Sherilyn C. Fritz
The 2014 Hans Oeschger Medal is awarded to Sherilyn C. Fritz in recognition of her outstanding contribution in reconstructing and understanding past periods of drought in North America, past hydrological changes in tropical and mid-latitude regions from lake sediments, and for her thorough approach to deciphering natural climate impact from human-induced landscape changes.
Sherilyn C. Fritz obtained her PhD in ecology from the University of Minnesota (Minneapolis, USA) and is now a research scientist at the department of Earth and Atmospheric Sciences, University of Nebraska-Lincoln, also in the US. Fritz is a specialist in the ecology and palaeoecology of recent and fossil diatoms and combines this with both biological and Earth sciences. Fritz has made an outstanding contribution in reconstructing past hydrological changes in tropical and mid-latitude regions from lake sediments, a thorough approach to interpreting past hydrological shifts and deciphering natural climate impact from human-induced landscape changes.
Fritz is well known for her research on combining palaeoclimatology, palaeolimnology, palaeohydrology and diatom ecology, mainly through the interaction between lacustrine system, atmosphere and surrounding land areas. Fritz’s palaeoclimate and environment studies were focused on palaeodroughts in North America and her application of diatom analyses to investigate drought history in the Great Plains and northern Rocky Mountain regions of the US have shown that drought was more common in the past than in the recent 20th century. Fritz has demonstrated the relationships between major droughts to sea surface temperature variability in the Pacific and North Atlantic.
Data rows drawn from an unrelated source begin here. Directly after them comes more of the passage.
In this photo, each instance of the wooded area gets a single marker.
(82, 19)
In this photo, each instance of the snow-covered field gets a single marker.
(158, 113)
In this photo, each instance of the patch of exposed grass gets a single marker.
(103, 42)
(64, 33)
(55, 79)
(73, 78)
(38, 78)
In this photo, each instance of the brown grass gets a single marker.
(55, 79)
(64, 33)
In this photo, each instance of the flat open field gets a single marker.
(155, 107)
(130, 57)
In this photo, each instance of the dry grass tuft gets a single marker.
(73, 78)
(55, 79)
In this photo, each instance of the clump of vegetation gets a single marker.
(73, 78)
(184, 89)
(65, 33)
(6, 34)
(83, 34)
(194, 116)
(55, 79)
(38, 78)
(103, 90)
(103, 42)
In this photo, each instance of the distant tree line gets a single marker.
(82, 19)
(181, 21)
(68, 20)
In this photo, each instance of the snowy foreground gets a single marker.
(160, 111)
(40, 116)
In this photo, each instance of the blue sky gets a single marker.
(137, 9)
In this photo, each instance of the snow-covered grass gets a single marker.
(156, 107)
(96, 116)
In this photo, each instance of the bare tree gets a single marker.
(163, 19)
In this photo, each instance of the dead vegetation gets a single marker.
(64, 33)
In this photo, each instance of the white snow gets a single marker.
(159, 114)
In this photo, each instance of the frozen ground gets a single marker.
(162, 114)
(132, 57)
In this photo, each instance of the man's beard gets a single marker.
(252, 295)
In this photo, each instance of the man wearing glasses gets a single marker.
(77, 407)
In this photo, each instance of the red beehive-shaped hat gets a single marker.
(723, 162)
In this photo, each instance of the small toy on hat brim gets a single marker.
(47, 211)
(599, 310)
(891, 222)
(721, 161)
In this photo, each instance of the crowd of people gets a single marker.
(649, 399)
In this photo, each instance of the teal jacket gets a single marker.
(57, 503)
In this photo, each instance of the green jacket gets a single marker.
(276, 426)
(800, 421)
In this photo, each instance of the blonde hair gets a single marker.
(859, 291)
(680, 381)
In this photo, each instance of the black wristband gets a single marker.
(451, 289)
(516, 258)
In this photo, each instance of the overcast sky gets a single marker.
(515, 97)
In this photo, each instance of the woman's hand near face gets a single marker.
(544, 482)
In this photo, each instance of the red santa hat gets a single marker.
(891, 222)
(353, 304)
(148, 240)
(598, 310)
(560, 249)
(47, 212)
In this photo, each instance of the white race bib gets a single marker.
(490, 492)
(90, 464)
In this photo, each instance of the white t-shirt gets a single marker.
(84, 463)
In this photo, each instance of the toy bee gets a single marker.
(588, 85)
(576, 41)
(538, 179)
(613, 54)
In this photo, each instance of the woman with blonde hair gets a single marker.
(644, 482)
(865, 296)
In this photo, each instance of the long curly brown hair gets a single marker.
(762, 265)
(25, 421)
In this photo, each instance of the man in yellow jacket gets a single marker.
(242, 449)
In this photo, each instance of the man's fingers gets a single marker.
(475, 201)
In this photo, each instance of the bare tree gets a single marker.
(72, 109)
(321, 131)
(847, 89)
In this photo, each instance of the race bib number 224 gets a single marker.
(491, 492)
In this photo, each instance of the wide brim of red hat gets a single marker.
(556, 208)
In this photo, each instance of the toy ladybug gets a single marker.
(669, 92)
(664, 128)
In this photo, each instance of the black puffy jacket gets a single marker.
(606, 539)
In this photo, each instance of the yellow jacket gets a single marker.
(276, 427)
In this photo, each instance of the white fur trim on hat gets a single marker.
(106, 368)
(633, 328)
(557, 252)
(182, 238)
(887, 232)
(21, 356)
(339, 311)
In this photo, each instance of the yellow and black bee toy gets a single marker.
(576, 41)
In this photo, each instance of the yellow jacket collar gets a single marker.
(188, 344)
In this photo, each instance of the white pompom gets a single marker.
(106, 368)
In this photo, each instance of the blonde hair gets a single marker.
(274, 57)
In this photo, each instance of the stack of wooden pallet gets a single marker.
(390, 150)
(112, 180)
A major long-term research topic for Fritz focuses on better understanding of the drivers and pacing of tropical climate change and the relationship between tropical hydrological variability and higher latitude climate variability by using multi-proxy and multi-disciplinary study of the long lake sediment sequences from Lake Titicaca, the largest lake in South America. Fritz’s studies of past human activities on the landscapes in Europe, Greenland and southeast Asia highlight the strong imprint of humans over millennia.
Fritz’s research has led to a significantly better understanding of the palaeorecord through merging palaeoclimatology and palaeoenvironmental studies with modern data sets, in line with Hans Oeschger’s approach linking past and current changes. These reasons make her a worthy recipient of the Hans Oeschger Medal.